If you fancy a longer ride on the water, you can negotiate a boat tour around Tanjung Pinang harbor from the pier at the end of Jalan Plantar II (aim for about IDR280,000, or $30, for up to four hours). After taking a closer view of the busy portside activities, make your way to the north side of the bay to the village of Senggarang, which boasts traditional stilted houses and an ancient Buddhist temple complex. From here, you can also ride up the Ular River, past scenic mangrove forests and onto the Snake River Temple, another Buddhist house of worship, which takes about an hour to get to.
Where to stay in Bintan
Tanjung Pinang has numerous budget options for an overnight stay. Near the promenade, Bintan Panorama Hotel (21 Jln Haji Agus Salim, +62 771 313759) offers clean, no-frills rooms from $25. Closer to the action is Hotel Lesmina (29A Jln Pasar Ikan, +62 771 315000), which is located right beside the busy market. Rooms here are cheap and basic, but the suites offer good value from $20.

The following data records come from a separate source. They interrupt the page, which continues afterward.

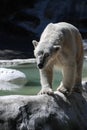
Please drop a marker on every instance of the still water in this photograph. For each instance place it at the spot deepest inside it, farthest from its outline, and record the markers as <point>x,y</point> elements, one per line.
<point>33,86</point>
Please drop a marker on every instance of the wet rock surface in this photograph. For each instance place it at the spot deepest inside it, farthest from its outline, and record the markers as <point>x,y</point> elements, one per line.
<point>44,112</point>
<point>22,21</point>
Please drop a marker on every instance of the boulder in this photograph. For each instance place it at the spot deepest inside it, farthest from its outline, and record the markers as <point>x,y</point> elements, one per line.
<point>13,76</point>
<point>44,112</point>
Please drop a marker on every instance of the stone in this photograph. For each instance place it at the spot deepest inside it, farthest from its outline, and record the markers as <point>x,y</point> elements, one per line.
<point>44,112</point>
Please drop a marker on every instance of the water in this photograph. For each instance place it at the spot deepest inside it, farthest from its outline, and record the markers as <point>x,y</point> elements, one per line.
<point>33,86</point>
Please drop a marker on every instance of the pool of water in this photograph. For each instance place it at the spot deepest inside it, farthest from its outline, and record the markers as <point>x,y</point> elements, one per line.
<point>33,86</point>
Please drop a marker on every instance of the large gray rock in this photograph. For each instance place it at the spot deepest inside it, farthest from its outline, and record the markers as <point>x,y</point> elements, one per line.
<point>44,112</point>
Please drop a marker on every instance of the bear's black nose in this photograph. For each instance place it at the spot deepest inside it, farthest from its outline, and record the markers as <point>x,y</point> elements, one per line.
<point>40,66</point>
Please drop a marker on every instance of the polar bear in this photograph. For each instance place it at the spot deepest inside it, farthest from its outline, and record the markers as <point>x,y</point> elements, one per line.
<point>60,45</point>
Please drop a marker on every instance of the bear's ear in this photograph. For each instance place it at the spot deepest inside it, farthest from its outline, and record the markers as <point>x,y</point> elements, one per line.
<point>35,43</point>
<point>56,47</point>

If you still want to stay at a resort, most are along the north coast of the island, about an hour drive from Tanjung Pinang. The Bintan Resorts group has a range of four- and five-star accommodations – you can’t go too wrong with any of them, though they are decidedly more up-market than the hotels mentioned above in both setting and price. For a mid-range budget, Nirwana Gardens has five types of accommodations in itself, with hotel rooms, villas and chalets, starting from $95 at the Nirwana Beach Club and $155 at the Nirwana Resort Hotel. Rooms at the Bintan Lagoon Resort start from $130. Both resorts have been around for more than a decade, but the latter is the only hotel on the island to boast its own private ferry terminal at Pasir Panjang.
For luxury options, the recently-revamped Angsana (from $310), with a fountain-style pool filled with floats as well as a baby sea turtle release programme, is great for families, while its sister hotel, Banyan Tree (from $570), which only offers villas, is more suitable for couples looking for a quiet getaway. For the more active, Club Med (from $532) has a whole spectrum of sports facilities to keep you busy, including four tennis courts, an indoor area for basketball, badminton, squash and other games, and two swimming pools. You can also try outdoor sports like windsurfing and aqua gym, or give the Flying Trapeze Academy a go.
There are six fast ferry services daily (from 8.30am until 6.20pm) from Singapore’s Tanah Merah Ferry Terminal to Sri Bintan Pura Terminal in Tanjung Pinang for $50 return.